Keywords
Biometrics; Iris recognition; Hough transformation; Daugman’s rubber sheet model; Discrete wavelet transformation; Principle component analysis
Abstract
The Biometric recognition is the study of identifying individuals based on their unique physiological or behavioral characteristics, includes iris, face, fingerprint, retina, vein, hand geometry, hand writing, human gait, signature, keystrokes and voice.

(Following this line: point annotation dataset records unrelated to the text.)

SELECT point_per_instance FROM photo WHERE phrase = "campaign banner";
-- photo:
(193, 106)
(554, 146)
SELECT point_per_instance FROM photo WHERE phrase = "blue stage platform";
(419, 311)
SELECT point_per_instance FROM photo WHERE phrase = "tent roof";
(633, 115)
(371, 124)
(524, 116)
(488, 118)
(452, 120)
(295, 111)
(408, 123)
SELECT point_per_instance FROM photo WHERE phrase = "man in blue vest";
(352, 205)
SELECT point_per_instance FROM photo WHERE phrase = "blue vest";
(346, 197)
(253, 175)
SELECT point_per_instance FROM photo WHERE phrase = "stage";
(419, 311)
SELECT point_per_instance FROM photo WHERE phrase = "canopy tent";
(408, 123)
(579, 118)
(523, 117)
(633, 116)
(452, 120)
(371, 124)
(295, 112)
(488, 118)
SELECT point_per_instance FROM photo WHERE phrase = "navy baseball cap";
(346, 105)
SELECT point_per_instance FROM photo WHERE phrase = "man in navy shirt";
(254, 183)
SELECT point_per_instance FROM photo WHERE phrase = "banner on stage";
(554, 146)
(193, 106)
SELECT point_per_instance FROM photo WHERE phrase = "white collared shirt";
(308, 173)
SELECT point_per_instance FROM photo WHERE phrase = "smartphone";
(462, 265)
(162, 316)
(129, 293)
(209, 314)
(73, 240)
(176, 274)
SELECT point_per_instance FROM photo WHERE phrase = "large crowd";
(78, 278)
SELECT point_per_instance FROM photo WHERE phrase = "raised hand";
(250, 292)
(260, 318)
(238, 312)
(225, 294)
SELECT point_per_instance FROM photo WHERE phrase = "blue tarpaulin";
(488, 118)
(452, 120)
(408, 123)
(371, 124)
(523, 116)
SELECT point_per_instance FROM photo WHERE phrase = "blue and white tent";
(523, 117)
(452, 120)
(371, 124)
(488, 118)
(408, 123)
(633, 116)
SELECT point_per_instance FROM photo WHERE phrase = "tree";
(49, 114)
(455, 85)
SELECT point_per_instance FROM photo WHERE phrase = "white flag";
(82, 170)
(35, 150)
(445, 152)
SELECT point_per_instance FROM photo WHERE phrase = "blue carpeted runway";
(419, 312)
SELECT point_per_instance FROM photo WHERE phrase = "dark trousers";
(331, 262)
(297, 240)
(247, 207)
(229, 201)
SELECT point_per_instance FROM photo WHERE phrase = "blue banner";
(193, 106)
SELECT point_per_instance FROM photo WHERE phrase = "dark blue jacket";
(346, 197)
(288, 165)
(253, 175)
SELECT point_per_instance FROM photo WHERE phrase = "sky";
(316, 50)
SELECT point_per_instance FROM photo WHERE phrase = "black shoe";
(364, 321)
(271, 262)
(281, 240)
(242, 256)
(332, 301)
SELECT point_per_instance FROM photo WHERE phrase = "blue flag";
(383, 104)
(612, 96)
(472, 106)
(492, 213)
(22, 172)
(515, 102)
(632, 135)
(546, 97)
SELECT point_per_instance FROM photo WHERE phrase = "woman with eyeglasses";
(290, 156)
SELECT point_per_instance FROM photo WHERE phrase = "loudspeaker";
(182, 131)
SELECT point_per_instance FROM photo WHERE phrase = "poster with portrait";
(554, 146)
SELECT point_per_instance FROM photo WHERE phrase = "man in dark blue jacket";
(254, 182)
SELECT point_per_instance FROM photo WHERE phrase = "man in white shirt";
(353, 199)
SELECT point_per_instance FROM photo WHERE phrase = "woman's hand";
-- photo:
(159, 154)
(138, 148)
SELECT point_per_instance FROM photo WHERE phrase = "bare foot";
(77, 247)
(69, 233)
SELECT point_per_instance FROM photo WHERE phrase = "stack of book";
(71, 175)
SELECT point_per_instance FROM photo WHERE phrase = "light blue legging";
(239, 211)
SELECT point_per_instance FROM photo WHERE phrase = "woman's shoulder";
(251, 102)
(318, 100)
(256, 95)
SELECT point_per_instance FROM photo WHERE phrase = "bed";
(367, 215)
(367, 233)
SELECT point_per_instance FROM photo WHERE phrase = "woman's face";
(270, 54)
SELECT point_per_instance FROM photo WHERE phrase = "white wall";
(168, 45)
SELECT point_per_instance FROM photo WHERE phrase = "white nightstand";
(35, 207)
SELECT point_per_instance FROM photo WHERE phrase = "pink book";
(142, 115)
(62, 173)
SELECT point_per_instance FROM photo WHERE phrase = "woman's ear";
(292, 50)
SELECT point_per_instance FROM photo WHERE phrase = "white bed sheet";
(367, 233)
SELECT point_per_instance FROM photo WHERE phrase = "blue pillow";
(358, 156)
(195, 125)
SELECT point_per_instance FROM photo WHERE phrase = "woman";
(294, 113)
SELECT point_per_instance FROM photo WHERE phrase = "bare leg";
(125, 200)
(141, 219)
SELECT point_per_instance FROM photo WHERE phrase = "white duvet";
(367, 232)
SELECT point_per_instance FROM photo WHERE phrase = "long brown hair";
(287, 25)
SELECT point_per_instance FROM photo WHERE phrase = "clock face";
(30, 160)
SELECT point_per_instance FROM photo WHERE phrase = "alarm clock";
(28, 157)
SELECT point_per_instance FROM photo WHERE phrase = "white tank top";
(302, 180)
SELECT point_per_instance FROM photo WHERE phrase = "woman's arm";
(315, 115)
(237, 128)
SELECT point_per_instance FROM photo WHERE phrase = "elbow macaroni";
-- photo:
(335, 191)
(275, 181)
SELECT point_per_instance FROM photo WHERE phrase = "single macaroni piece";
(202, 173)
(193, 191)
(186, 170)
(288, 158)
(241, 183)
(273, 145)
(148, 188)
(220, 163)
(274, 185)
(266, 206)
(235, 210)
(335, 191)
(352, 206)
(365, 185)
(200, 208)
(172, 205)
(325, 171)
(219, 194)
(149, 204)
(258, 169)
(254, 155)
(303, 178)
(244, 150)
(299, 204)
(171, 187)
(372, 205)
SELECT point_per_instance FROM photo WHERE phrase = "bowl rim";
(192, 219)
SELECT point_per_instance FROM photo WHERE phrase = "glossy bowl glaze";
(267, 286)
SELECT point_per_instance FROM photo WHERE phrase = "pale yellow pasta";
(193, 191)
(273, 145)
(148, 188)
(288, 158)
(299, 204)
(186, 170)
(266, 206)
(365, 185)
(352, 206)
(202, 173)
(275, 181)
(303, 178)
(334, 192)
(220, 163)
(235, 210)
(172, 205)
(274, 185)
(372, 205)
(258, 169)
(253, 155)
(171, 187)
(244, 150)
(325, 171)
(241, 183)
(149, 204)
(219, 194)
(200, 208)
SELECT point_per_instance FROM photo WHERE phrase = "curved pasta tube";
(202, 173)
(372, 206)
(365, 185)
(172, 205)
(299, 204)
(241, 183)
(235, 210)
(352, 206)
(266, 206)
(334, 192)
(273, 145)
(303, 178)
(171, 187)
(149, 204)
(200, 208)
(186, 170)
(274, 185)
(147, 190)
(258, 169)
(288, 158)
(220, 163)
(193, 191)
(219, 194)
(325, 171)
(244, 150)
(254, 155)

Among the biometrics, an iris has unique structure and it remains stable over a person life time. So that iris recognition is regarded as the most accurate and reliable biometric recognition system. In this paper, we proposed a technique that uses Principal Component Analysis (PCA) based on Discrete Wavelet Transformation (DWT) for selecting feature of iris templates to increase the efficiency of iris recognition. Basically, the idea of DWT is to convert the iris image into four frequency band. We are using one frequency band instead of four and applying PCA for further feature extraction. Experiments with iris images from the CASIA database present good results, showing that the proposed combination strategy of feature extraction is suitable for increasing accuracy of iris recognition.
Citation
Rana HK, Azam MS and Akhtar MR. Iris Recognition System Using PCA Based on DWT. SM J Biometrics Biostat. 2017; 2(3): 1015.